As projeções do FMI sugerem uma recessão de 2,9% neste ano, com a economia voltando a crescer a partir de 2020. Quaisquer variações nesses números ou na capacidade do governo rolar a dívida que está para vencer podem alterar o quadro. No pior cenário, o governo teria de levantar quase R$ 100 bilhões no mercado para se financiar em 2023. Daí se conclui que o próximo presidente terá de voltar ao FMI e tentar estender o prazo para o início do pagamento das parcelas, originalmente previsto para 2021. Uma das questões que tornam o caso da Argentina mais complexo é que boa parcela da dívida foi contraída em dólar. Se o peso desvaloriza, o déficit em moeda estrangeira aumenta.
RISCO POLÍTICO A cena econômica conturbada ganha contornos ainda mais complexos com a aproximação das eleições presidenciais. Protestos recentes nas ruas evidenciaram a insatisfação com governo Macri, cujo índice de impopularidade bateu em 58%. Ele impôs uma agenda reformista de corte de subsídios (como de gás e luz) assim que assumiu, em 2015.
A principal opositora continua sendo a ex-presidente Cristina Kirchner, hoje senadora. Ela é acusada pela Justiça de utilizar a máquina pública a seu favor no período em que ocupou o poder (2007-2015), além de ser considerada a culpada do endividamento repassado a Macri. Seu nome não é o favorito para voltar à Casa Rosada, mas os peronistas não conseguiram encontrar um nome relevante para as eleições deste ano.
Mesmo que nenhum dos dois tenha oficialmente declarado sua participação na corrida eleitoral, Macri e Cristina estão praticamente empatados, com cerca 30% das intenções de voto cada um, segundo pesquisas recentes. Isso os levaria para o segundo turno. “É uma situação similar ao que aconteceu no Brasil em 2018, onde os candidatos eram rejeitados, mas ainda assim havia força política o suficiente para que fossem eleitos”, explica Patricio Giusto, cientista político da consultoria Diagnostico Politico.
Outros velhos nomes da política, como o peronista moderado Roberto Lavagna e a deputada federal da coligação de Macri, Elisa Carrió, não alcançam por enquanto mais do que 15% das intenções de voto, não oferecendo uma terceira via.
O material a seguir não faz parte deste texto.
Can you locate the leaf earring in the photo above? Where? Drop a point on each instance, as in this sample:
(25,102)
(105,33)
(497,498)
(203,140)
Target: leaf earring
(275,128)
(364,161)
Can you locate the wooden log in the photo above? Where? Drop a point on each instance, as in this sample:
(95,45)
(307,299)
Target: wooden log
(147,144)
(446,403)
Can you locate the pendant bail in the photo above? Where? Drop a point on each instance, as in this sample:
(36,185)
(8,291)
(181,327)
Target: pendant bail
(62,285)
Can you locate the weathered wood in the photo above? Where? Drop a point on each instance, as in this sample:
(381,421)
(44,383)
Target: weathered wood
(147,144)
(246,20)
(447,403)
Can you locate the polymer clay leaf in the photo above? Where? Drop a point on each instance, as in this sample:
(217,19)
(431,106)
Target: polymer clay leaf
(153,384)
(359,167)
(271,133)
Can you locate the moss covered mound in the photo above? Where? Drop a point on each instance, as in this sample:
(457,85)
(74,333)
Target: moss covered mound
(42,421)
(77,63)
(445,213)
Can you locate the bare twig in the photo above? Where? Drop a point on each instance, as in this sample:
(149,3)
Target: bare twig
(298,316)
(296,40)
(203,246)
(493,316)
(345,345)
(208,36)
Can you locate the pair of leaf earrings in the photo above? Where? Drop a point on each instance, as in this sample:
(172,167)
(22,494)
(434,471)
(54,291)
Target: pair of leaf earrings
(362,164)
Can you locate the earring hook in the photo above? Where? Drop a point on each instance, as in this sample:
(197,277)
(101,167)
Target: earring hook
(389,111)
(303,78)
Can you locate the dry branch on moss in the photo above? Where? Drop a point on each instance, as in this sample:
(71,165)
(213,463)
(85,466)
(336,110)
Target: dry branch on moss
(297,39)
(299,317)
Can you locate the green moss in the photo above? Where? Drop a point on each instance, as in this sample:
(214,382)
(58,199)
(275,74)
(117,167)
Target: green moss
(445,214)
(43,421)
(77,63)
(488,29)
Se a economia de fato mantiver uma trajetória tão frágil, a reeleição de Macri não está garantida e o risco político com o próximo mandatário pode balançar ainda mais a economia. “O problema é que trata-se de uma recessão em um ano de eleições”, afirma Patricia Krause, economista-chefe da seguradora de crédito Coface.“O risco político vai continuar praticamente o ano inteiro.”
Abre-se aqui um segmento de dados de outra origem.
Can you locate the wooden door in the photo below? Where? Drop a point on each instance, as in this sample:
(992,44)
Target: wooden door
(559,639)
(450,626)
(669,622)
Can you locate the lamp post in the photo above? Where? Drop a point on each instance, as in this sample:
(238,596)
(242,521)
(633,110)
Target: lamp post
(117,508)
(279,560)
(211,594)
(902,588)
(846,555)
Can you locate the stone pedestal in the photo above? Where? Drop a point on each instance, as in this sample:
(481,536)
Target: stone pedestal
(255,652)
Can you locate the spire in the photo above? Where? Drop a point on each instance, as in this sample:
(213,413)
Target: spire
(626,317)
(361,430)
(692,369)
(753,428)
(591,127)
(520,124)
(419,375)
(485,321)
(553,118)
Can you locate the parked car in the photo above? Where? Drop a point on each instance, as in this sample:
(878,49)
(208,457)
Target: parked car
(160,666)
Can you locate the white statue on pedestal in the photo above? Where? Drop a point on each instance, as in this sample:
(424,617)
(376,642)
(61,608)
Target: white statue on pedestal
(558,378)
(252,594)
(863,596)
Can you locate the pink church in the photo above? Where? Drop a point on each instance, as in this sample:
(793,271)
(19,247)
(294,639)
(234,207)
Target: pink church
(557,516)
Assim como no Brasil, a turbulência se deve às incertezas de que o próximo presidente terá condições de fazer ajustes para garantir a sustentabilidade das contas públicas. É uma péssima notícia aos exportadores de produtos manufaturados brasileiros, já que setores como o de veículos tem a Argentina como destino principal das vendas externas.